Nell'idea del coreografo russo, il mito perfetto di Giselle, immortale capolavoro romantico in due atti, segnato dalla gioia dell'amore e dalla sua perdita, costituisce il punto di partenza per trasferire sul palco la drammatica storia di Olga Spessivtseva, leggendaria ballerina del Mariinskij prima, dei Ballets Russes dopo, e infine dell'Opéra di Parigi, che concluse la sua esistenza avvolta dalla follia - fu internata in un ospedale psichiatrico e mori quasi centenaria nel '91 a New York - identificandosi nel personaggio di cui è stata una delle interpreti più importanti, forse, la più importante.

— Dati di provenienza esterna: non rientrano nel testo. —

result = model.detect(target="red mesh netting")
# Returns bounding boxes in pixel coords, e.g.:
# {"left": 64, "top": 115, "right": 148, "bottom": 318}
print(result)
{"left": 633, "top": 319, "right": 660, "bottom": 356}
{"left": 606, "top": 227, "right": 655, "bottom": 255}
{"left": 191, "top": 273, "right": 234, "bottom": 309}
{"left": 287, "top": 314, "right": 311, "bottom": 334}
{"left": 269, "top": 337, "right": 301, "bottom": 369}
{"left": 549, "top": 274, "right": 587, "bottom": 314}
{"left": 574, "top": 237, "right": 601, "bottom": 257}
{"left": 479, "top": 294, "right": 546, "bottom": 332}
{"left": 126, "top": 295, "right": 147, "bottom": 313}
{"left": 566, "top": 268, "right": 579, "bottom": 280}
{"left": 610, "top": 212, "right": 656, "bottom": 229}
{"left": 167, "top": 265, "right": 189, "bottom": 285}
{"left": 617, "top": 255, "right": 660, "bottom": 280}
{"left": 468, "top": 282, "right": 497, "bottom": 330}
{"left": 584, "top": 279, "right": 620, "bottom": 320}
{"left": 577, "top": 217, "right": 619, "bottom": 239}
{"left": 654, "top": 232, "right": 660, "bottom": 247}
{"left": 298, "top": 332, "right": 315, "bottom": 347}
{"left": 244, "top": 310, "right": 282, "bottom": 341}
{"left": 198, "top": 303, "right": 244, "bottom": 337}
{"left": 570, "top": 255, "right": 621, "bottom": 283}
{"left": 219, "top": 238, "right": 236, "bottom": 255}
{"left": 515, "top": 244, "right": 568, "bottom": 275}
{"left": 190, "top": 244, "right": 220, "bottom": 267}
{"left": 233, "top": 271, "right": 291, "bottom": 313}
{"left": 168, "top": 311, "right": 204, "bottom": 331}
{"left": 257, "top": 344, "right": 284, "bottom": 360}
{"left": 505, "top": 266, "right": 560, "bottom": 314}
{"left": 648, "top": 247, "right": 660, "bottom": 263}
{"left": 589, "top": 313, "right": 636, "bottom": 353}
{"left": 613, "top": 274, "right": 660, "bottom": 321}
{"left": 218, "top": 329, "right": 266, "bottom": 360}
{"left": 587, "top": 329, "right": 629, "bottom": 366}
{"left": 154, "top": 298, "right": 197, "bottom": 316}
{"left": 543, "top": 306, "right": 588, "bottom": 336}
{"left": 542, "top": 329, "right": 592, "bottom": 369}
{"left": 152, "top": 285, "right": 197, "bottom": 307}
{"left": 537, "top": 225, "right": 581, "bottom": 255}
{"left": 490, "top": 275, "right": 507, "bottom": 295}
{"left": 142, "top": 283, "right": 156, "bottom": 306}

Attraverso questa storia Eifman narra però anche molto altro, riflette soprattutto sulle sofferenze e i soprusi degli artisti vittime di regimi totalitari o di personalità dominanti, e lo fa con cognizione di causa: da giovanissimo cavalcò un'estetica a quel tempo nuova, che lo mise in aperto conflitto con la forma ufficiale del balletto sovietico. Entrambi gli atti sono così ricchi di citazioni e rimandi.
Il primo si apre con una lezione di danza accademica al Mariinskij, in cui il maitre de ballet - non è difficile individuarvi la figura di Fokin - nota Olga, che ben presto incanta la platea in una rappresentazione dove Eifman riporta in superficie un frammento del primo atto di Giselle. Si innamora di un funzionario della polizia segreta, ne diviene l'amante e accetta di esibirsi per i rivoluzionari nella sede del Soviet, ma poi fugge da quel sentimento torbido e dalla propria terra, scampando alle violenze della Rivoluzione di ottobre.
Trova riparo a Parigi, dove perde la testa per il proprio partner artistico, omosessuale e incapace di ricambiare il sentimento. La delusione, la nostalgia, i ricordi, i fantasmi del passato, la spingono fatalmente nel vicolo cieco della pazzia: in una scena emblematica, tira fuori da un baule delle bambole di pezza che lei stessa fa e che rappresentano i personaggi delle sue opere.
Rigore tecnico, virtuosismo incandescente, movimenti ricercati, stasi e dinamica, pas de deux, effervescenti momenti corali, danze popolari, charleston, balli di sala, il coreografo di Rubtsvsk trasforma il palco in un crocevia di generi e stili. Ottima la compagnia, che al termine raccoglie lunghi applausi, indirizzati con calore maggiore a Nina Zmievec e Nikolaj Radzjus, di bell'impatto le scenografie e i costumi di Vjaceslav Okunev, e il disegno luci ideato dallo stesso Eifman.